Gov. Bill Haslam signed into law Wednesday the repeal of collective bargaining for public school teachers and a major overhaul of Tennessee’s campaign finance regulations.
The collective bargaining debate was perhaps the most contentious of the just-finished legislative session. The Tennessee Education Association urged the governor to veto the bill, but he said even during the session that he would sign it.
It replaces collective bargaining between the teachers’ union and school boards with non-binding “collaborative conferencing,” stripping the TEA of most of its power.

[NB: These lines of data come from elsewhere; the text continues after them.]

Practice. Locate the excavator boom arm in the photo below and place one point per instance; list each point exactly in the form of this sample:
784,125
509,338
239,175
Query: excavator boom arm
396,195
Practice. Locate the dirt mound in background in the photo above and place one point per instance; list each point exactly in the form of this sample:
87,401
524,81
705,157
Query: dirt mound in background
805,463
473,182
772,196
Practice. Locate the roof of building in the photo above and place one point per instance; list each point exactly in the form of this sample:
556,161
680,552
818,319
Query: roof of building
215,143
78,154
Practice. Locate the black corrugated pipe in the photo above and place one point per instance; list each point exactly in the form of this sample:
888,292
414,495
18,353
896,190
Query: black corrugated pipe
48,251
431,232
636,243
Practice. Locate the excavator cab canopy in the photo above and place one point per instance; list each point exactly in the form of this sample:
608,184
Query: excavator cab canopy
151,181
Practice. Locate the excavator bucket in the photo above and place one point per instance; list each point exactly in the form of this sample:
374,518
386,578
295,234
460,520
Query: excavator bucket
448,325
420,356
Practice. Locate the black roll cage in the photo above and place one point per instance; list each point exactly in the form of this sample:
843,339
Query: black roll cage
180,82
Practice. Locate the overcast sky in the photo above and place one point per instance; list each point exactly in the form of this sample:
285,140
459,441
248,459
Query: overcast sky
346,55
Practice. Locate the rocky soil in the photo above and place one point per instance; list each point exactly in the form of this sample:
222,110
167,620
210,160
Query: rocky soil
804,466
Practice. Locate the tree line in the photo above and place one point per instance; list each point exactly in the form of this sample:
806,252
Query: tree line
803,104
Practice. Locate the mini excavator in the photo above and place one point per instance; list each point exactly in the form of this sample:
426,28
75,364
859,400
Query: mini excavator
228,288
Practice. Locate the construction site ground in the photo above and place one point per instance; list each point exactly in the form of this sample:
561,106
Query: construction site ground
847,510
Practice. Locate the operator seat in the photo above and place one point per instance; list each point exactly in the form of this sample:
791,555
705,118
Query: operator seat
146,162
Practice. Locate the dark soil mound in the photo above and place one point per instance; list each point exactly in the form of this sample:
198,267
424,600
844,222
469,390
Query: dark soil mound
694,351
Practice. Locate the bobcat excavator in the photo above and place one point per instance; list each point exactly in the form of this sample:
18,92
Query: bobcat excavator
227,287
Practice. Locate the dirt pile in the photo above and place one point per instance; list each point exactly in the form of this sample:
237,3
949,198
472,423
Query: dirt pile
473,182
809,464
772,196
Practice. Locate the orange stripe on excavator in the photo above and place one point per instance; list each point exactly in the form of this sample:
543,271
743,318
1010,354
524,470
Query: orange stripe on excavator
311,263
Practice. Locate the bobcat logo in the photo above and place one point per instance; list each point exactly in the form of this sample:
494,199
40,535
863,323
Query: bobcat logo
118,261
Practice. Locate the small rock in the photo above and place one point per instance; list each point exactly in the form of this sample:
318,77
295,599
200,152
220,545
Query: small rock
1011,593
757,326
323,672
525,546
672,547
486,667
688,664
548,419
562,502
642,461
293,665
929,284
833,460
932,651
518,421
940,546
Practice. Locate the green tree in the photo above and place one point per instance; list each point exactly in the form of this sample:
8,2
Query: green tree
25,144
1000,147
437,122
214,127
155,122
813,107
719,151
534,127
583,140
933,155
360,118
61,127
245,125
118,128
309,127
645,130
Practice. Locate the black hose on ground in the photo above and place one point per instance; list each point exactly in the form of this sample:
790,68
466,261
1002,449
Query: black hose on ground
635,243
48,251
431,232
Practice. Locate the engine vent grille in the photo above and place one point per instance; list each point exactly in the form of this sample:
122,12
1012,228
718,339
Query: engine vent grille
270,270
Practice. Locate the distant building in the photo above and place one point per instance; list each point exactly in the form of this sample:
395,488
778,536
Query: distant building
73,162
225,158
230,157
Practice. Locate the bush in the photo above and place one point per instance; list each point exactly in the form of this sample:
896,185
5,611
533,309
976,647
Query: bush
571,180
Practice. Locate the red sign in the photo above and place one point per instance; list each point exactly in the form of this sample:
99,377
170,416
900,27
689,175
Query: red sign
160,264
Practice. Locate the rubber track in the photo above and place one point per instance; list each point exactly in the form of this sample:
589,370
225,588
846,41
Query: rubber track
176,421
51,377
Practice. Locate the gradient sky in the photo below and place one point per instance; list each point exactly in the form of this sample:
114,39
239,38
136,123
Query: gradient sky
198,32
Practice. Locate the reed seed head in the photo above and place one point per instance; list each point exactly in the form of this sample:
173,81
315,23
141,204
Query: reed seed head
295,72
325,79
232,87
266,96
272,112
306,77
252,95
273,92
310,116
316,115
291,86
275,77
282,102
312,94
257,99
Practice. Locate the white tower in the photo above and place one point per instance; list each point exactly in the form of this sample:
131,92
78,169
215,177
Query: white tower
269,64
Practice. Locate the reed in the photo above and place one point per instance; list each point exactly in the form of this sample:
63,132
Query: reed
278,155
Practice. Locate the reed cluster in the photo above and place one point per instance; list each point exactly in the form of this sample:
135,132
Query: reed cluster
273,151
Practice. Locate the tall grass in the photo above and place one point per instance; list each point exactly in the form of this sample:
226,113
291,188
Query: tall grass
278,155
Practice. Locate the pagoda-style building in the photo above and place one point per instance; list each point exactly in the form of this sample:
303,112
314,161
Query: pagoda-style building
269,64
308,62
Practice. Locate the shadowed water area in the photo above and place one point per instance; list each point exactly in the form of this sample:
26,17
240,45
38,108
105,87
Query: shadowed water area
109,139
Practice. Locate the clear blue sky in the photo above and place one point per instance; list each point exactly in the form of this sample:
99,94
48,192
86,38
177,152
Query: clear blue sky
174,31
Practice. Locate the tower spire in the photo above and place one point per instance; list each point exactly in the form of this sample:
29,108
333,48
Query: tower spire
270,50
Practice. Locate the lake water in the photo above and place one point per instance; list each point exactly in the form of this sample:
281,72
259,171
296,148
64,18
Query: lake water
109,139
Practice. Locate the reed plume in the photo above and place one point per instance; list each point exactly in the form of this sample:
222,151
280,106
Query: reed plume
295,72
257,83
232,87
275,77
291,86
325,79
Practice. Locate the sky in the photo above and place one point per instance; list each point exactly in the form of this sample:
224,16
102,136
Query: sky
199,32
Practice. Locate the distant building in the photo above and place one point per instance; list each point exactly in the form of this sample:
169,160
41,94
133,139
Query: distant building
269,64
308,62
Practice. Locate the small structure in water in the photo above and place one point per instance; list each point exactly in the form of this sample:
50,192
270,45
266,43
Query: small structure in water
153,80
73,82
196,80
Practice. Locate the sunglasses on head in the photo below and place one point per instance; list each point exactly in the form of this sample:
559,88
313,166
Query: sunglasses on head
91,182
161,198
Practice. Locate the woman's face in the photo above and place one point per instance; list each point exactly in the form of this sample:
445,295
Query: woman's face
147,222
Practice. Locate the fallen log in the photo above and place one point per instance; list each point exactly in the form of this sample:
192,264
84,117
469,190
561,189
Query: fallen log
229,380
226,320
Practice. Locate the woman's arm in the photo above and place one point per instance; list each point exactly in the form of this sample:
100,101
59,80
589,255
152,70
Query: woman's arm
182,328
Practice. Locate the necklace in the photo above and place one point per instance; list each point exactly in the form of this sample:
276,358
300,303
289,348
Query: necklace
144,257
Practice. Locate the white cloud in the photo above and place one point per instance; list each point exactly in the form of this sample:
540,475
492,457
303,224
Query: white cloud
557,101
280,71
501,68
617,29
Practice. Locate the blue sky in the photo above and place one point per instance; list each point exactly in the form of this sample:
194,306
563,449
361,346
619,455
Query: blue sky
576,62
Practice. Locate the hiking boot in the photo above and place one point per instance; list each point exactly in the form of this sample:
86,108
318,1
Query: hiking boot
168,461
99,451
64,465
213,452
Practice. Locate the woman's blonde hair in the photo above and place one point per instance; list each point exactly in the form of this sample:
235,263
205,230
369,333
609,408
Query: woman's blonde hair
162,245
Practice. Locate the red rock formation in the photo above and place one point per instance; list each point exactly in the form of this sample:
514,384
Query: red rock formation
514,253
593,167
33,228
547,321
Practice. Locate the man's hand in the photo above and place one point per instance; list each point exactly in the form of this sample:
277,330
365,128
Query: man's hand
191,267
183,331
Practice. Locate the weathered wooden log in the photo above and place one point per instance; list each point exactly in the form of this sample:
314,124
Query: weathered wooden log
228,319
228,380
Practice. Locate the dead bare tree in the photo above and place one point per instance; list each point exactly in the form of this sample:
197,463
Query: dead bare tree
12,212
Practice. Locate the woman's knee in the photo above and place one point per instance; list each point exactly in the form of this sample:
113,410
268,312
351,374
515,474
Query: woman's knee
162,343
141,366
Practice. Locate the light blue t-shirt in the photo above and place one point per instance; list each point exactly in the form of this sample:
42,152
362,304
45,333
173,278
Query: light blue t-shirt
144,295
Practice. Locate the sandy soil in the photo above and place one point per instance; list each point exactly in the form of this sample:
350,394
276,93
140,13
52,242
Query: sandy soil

The new campaign finance law allows direct corporate contributions to candidates and political parties for the first time in Tennessee. It also raises the caps on contributions — from $2,500 to $3,600 for individuals in the governor’s race, for example — and provides for annual increases in the future pegged to the rate of inflation.
The bill treats corporations like political action committees, limiting their contributions the same and applying the same disclosure rules. Contribution limits for PACs would increase from $7,500 to $10,700 for state Senate and gubernatorial races, and from $5,000 to $7,100 for state House campaigns.
Democratic legislative leaders opposed allowing corporate contributions and predicted it would lead to a flood of new cash and increased spending in campaigns.
“It’s going to be an arms race of Democrats and Republicans trying to compete for this corporate cash instead of concentrating on good government,” House Democratic Caucus chair Mike Turner said. “I just think it’s wrong. I think it’s un-American. Tennessee will rue the day we’ve done this.”
The bill’s Republican sponsors said they are responding to a 2010 U.S. Supreme Court decision that struck down the federal law barring corporations from making independent expenditures in political campaigns.
“This basically would just level the playing field, because unions are allowed to do this by statute now,” Sen. Bill Ketron, R-Murfreesboro, said.